Note, that polyA tails are always required for reporting novel unspliced isoforms.

Hidden options

Options below are shown only with --full_help option. We recommend not to modify these options unless you are clearly aware of their effect.

Pipeline settings

--no_gzip Do not compress large output files.

--no_gtf_check Do not perform input GTF checks.

--delta Delta for inexact splice junction comparison, chosen automatically based on data type (e.g. 4bp for PacBio, 6pb for ONT).

--genedb_output If your output folder is located on a shared storage (e.g. NFS share), use this option to set another path for storing the annotation database, because SQLite database cannot be created on a shared disks. The folder will be created automatically.

--high_memory Cache read alignments instead for making several passes over a BAM file, noticeably increases RAM usage, but may improve running time when disk I/O is relatively slow.

Aligner settings

--aligner Force to use this alignment method, can be starlong or minimap2; minimap2 is currently used as default. Make sure the specified aligner is in the $PATH variable.

--no_junc_bed Do not use gene annotation for read mapping.

--junc_bed_file Annotation in BED12 format produced by paftools.js gff2bed (can be found in minimap2), will be created automatically if not given.

--indexing_options Additional options that will be passed to the indexing command.

--mapping_options Additional options that will be passed to the aligner.

Read filtering

--no_secondary Ignore secondary alignments.

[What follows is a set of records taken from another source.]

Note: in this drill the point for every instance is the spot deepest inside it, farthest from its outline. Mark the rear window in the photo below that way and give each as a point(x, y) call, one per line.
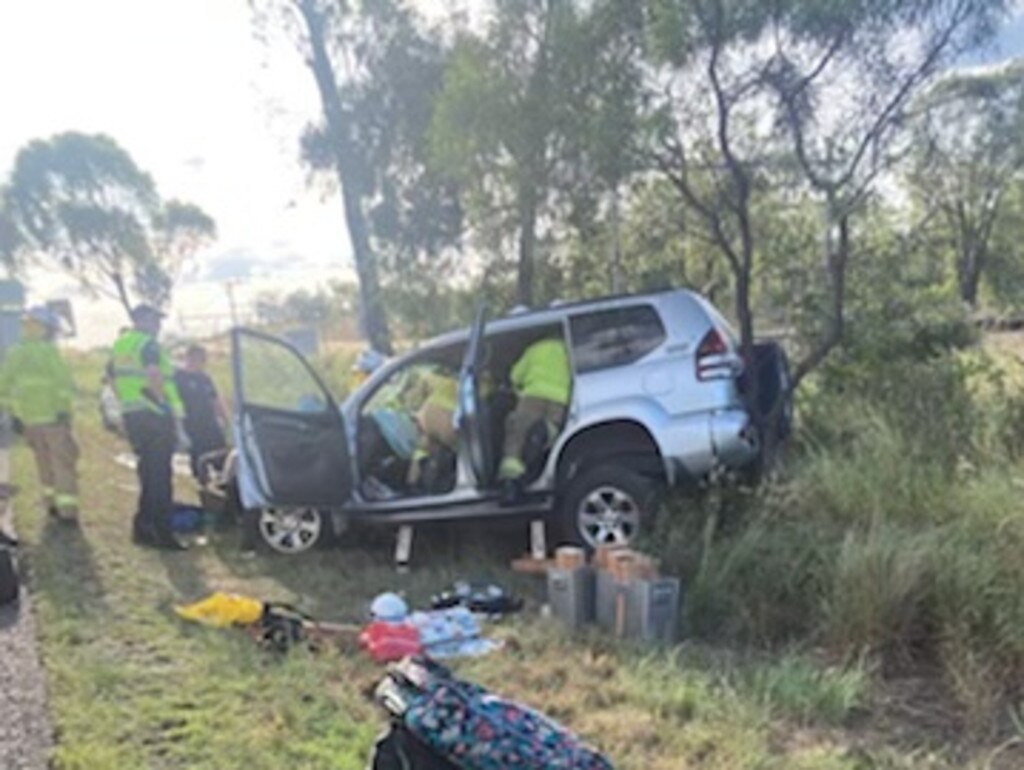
point(614, 338)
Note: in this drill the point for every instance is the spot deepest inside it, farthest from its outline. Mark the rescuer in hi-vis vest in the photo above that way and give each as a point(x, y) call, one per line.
point(36, 386)
point(152, 410)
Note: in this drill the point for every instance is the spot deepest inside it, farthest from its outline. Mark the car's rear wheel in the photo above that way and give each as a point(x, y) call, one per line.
point(607, 505)
point(289, 530)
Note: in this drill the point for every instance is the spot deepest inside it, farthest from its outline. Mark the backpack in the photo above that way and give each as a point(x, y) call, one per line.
point(399, 750)
point(8, 578)
point(466, 725)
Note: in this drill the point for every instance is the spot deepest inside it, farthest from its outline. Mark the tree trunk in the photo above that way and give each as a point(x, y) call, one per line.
point(970, 280)
point(527, 243)
point(372, 318)
point(616, 251)
point(119, 283)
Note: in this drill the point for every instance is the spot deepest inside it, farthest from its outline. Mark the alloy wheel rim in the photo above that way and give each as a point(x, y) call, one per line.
point(290, 530)
point(608, 516)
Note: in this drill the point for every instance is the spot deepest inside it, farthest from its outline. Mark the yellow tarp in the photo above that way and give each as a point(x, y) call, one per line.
point(221, 610)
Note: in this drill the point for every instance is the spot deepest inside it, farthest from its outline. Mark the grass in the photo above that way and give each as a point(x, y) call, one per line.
point(132, 686)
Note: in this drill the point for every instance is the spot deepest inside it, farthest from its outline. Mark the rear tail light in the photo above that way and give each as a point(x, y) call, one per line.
point(714, 359)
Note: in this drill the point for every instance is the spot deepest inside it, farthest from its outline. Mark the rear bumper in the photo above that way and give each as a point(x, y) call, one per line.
point(692, 446)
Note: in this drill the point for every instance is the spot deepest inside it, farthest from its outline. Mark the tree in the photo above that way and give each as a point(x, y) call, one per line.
point(808, 96)
point(971, 134)
point(337, 39)
point(81, 202)
point(414, 215)
point(501, 119)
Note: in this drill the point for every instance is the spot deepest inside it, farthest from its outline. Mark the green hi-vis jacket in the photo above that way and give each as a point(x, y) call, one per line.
point(130, 381)
point(36, 383)
point(543, 372)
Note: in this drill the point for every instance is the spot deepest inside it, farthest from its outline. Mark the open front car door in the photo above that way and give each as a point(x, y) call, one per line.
point(290, 434)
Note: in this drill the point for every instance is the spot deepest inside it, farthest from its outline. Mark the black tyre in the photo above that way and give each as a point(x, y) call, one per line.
point(288, 530)
point(606, 505)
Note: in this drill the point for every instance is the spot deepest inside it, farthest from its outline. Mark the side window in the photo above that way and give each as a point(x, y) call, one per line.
point(614, 338)
point(275, 377)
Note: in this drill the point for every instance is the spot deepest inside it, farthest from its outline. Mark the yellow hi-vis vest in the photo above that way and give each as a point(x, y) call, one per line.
point(130, 382)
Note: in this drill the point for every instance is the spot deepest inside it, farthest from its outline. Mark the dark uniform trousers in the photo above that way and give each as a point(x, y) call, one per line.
point(153, 438)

--min_mapq Filers out all alignments with MAPQ less than this value (will also filter all secondary alignments, as they typically have MAPQ = 0).

--inconsistent_mapq_cutoff Filers out inconsistent alignments with MAPQ less than this value (works when the reference annotation is provided, default is 5).

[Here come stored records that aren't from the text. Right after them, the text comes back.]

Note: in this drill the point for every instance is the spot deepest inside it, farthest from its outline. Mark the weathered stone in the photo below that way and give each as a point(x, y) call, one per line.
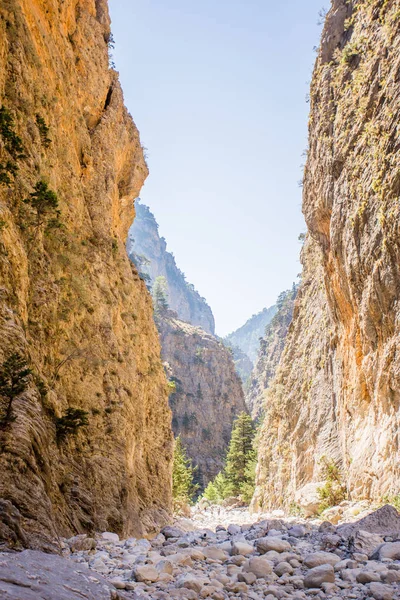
point(169, 531)
point(320, 558)
point(110, 537)
point(259, 566)
point(387, 550)
point(380, 591)
point(365, 542)
point(266, 544)
point(282, 568)
point(242, 548)
point(215, 553)
point(319, 575)
point(145, 573)
point(30, 575)
point(81, 543)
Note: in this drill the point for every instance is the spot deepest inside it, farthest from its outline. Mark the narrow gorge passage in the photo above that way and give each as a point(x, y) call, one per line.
point(155, 444)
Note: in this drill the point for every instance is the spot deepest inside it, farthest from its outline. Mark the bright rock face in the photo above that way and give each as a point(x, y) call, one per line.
point(336, 391)
point(207, 396)
point(183, 298)
point(70, 301)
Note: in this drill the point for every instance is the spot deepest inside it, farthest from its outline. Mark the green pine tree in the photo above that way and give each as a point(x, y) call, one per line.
point(160, 294)
point(238, 476)
point(14, 377)
point(183, 488)
point(241, 454)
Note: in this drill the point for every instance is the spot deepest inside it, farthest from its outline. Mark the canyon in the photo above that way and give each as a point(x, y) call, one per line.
point(206, 392)
point(72, 307)
point(336, 389)
point(97, 377)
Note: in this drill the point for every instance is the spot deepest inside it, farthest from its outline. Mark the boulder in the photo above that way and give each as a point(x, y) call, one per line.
point(380, 591)
point(215, 553)
point(145, 573)
point(320, 558)
point(266, 544)
point(81, 543)
point(108, 536)
point(242, 548)
point(259, 566)
point(389, 550)
point(364, 542)
point(308, 498)
point(319, 575)
point(385, 521)
point(30, 575)
point(171, 531)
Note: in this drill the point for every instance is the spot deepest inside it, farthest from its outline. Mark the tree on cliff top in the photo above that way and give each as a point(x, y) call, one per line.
point(183, 488)
point(238, 476)
point(160, 294)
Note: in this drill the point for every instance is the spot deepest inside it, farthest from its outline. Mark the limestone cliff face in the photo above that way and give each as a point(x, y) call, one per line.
point(208, 393)
point(271, 347)
point(70, 301)
point(247, 337)
point(144, 241)
point(336, 392)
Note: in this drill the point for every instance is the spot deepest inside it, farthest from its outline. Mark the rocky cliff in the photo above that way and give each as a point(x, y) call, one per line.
point(85, 425)
point(247, 337)
point(336, 392)
point(272, 345)
point(144, 241)
point(207, 393)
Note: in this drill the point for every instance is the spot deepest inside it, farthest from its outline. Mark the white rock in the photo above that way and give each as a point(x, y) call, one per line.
point(320, 558)
point(308, 498)
point(319, 575)
point(266, 544)
point(242, 548)
point(259, 566)
point(145, 573)
point(380, 591)
point(110, 537)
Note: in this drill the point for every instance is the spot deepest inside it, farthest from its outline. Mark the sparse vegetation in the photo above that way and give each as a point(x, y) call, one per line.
point(71, 422)
point(238, 476)
point(183, 488)
point(43, 131)
point(44, 204)
point(12, 144)
point(160, 295)
point(14, 379)
point(333, 492)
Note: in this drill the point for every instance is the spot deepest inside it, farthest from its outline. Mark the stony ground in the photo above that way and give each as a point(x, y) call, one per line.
point(221, 554)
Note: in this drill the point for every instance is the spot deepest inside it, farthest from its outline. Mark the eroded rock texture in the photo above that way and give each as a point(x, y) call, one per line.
point(208, 393)
point(272, 345)
point(336, 392)
point(70, 301)
point(145, 242)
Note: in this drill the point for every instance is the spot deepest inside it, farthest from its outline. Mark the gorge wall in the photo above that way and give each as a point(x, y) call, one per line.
point(247, 337)
point(272, 345)
point(336, 391)
point(208, 393)
point(71, 304)
point(144, 242)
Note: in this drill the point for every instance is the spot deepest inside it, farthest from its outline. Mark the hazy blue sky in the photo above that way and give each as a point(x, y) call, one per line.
point(217, 90)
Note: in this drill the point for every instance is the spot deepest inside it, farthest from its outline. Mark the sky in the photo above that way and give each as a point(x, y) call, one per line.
point(218, 92)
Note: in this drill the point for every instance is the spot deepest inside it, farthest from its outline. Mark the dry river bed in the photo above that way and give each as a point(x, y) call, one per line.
point(219, 554)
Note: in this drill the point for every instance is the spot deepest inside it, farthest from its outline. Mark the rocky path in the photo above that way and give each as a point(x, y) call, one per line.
point(223, 554)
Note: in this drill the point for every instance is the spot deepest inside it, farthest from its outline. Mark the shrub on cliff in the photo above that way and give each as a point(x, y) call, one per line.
point(333, 492)
point(238, 477)
point(183, 488)
point(160, 294)
point(14, 374)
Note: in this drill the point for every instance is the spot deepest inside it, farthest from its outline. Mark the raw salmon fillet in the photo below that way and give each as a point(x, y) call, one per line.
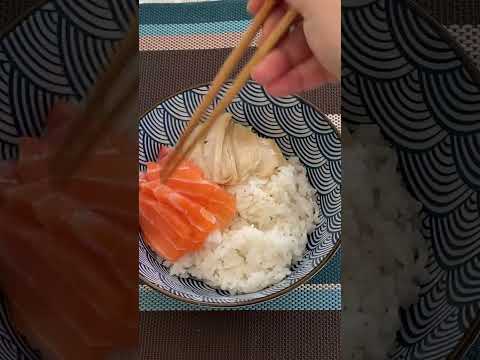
point(69, 261)
point(178, 216)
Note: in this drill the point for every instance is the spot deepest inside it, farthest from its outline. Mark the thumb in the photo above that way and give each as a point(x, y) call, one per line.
point(303, 6)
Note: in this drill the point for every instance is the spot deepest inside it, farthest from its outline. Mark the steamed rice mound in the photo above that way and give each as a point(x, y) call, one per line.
point(266, 238)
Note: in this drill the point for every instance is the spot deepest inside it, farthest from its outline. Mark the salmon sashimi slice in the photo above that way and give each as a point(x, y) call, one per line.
point(52, 281)
point(197, 216)
point(8, 177)
point(214, 198)
point(104, 193)
point(86, 241)
point(158, 235)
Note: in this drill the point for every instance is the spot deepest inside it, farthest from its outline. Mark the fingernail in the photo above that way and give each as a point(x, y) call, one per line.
point(249, 6)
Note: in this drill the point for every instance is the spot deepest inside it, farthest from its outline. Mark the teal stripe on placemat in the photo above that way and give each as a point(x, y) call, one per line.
point(331, 273)
point(306, 297)
point(194, 13)
point(193, 29)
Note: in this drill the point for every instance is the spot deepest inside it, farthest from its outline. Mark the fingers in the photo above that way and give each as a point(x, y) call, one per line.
point(291, 52)
point(305, 76)
point(303, 6)
point(254, 5)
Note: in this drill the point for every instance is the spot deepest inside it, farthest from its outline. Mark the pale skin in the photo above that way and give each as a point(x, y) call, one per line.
point(310, 55)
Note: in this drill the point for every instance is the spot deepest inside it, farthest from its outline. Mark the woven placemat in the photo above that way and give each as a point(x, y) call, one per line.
point(250, 335)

--simple_alignments_mapq_cutoff Filers out alignments with 1 or 2 exons and MAPQ less than this value (works only in annotation-free mode, default is 1).

Specific output options

--normalization_method Method for normalizing non-grouped counts into TPMs: * none - do not perform TPM normalization; * simple - standard method, scale factor equals to 1 million divided by the counts sum (default); * usable_reads - includes all reads assigned to a feature including the ones that were filtered out during quantification (i.e. inconsistent or ambiguous); scale factor equals to 1 million divided by the number of all assigned reads. In this case the sum of all gene/transcript TPMs may not add up to 1 million. Experiments with simulated data show that this method could give more accurate estimations. However, normalization method does not affect correlation/relative proportions.

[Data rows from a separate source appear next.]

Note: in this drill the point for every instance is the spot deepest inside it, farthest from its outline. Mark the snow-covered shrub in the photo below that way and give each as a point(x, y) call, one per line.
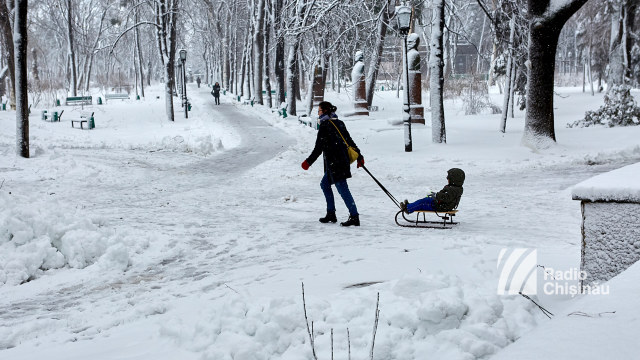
point(619, 109)
point(36, 236)
point(453, 87)
point(475, 97)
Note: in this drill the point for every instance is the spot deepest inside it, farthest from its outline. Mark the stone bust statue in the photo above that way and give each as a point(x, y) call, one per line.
point(413, 56)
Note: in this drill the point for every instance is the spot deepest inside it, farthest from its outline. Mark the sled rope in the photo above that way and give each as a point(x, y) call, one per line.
point(544, 311)
point(395, 201)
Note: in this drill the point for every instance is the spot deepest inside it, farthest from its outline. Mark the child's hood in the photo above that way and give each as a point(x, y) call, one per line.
point(455, 176)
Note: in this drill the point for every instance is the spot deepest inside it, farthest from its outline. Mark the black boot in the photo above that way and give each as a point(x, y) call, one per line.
point(354, 220)
point(330, 217)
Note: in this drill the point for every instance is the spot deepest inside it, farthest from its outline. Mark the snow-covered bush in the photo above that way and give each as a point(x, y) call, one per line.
point(619, 109)
point(475, 97)
point(38, 236)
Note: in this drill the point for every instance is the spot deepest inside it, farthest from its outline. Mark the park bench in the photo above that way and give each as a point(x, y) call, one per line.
point(308, 121)
point(114, 96)
point(446, 216)
point(85, 118)
point(246, 101)
point(52, 117)
point(78, 100)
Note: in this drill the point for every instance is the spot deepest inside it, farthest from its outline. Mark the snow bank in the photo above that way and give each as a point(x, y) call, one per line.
point(38, 235)
point(203, 145)
point(436, 316)
point(618, 185)
point(592, 327)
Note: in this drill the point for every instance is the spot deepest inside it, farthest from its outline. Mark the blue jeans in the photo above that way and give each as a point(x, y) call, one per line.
point(343, 190)
point(427, 204)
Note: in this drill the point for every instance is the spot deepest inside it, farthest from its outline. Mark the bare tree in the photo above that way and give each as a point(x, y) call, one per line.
point(22, 100)
point(545, 24)
point(438, 132)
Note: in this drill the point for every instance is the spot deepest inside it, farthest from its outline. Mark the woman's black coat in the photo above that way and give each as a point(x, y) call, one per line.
point(330, 144)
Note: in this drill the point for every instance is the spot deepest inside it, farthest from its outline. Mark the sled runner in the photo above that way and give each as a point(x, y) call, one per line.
point(446, 216)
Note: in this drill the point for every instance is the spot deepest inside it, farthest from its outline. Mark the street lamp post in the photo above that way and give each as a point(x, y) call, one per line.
point(185, 102)
point(404, 13)
point(178, 83)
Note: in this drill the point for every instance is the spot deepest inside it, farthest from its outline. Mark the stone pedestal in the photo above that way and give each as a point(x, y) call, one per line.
point(360, 106)
point(415, 79)
point(610, 205)
point(415, 97)
point(318, 86)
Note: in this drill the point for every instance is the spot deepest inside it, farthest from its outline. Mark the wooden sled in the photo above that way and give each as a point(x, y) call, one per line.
point(446, 216)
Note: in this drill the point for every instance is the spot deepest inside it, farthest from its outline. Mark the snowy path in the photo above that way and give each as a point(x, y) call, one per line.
point(242, 224)
point(190, 205)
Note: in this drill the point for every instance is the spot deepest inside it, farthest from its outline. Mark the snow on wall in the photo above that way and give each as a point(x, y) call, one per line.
point(619, 185)
point(611, 239)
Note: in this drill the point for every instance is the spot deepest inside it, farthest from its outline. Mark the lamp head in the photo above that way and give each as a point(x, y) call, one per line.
point(403, 16)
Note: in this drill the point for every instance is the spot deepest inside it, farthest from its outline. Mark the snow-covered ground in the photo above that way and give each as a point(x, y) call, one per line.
point(144, 239)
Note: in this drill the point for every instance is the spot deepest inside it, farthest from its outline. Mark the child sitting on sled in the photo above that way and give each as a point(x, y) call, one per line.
point(446, 199)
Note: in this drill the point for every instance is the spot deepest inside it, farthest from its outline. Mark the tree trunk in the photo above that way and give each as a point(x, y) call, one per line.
point(139, 51)
point(279, 67)
point(438, 132)
point(6, 25)
point(544, 30)
point(507, 90)
point(258, 53)
point(71, 51)
point(22, 99)
point(292, 78)
point(267, 81)
point(376, 56)
point(539, 123)
point(620, 46)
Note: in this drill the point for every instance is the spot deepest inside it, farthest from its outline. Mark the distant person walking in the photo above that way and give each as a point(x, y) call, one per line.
point(216, 92)
point(330, 142)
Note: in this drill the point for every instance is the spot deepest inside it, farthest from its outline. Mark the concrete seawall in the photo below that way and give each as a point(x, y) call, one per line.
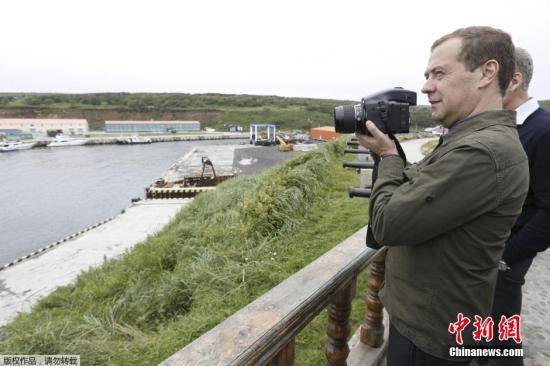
point(108, 140)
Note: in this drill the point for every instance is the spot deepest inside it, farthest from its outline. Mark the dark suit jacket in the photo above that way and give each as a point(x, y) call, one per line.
point(531, 232)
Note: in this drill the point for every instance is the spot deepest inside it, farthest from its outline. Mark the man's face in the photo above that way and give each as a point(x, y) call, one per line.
point(451, 89)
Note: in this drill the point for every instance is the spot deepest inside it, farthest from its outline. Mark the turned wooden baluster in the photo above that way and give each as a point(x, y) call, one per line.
point(285, 357)
point(338, 328)
point(372, 329)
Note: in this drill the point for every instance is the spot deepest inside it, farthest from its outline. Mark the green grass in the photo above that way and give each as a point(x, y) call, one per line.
point(220, 253)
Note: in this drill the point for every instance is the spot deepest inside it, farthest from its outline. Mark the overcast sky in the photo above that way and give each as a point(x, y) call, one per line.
point(326, 49)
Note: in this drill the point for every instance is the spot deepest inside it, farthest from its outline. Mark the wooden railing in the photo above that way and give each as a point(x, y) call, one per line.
point(263, 332)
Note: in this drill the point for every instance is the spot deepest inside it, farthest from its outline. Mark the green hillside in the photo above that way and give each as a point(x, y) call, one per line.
point(213, 110)
point(221, 252)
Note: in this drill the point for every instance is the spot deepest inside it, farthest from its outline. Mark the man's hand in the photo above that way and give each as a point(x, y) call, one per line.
point(379, 143)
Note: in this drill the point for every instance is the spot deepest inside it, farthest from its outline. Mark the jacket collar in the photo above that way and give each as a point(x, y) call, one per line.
point(480, 121)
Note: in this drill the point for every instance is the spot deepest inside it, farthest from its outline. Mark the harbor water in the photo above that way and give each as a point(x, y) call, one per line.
point(47, 194)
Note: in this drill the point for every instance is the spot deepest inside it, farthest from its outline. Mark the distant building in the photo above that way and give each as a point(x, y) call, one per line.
point(325, 133)
point(41, 126)
point(152, 126)
point(262, 134)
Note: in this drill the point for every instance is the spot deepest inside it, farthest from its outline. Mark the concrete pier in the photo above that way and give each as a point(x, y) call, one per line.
point(22, 285)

--counts_format By default, IsoQuant outputs counts in internal linear format (see formats and output). Use this option to convert grouped counts to other format(s). You can provide a list with the following values:

matrix - standard matrix format with genes as rows and groups as columns;
mtx - MTX format compatible with Seurat;
default - with small number of groups/samples (<=100), counts will be converted to standard matrix; larger matrices (e.g. for single-cell experiments) will be saved to MTX (default).
none - no convertion.

Note, that grouped counts can be converted to any format using src/convert_grouped_counts.py.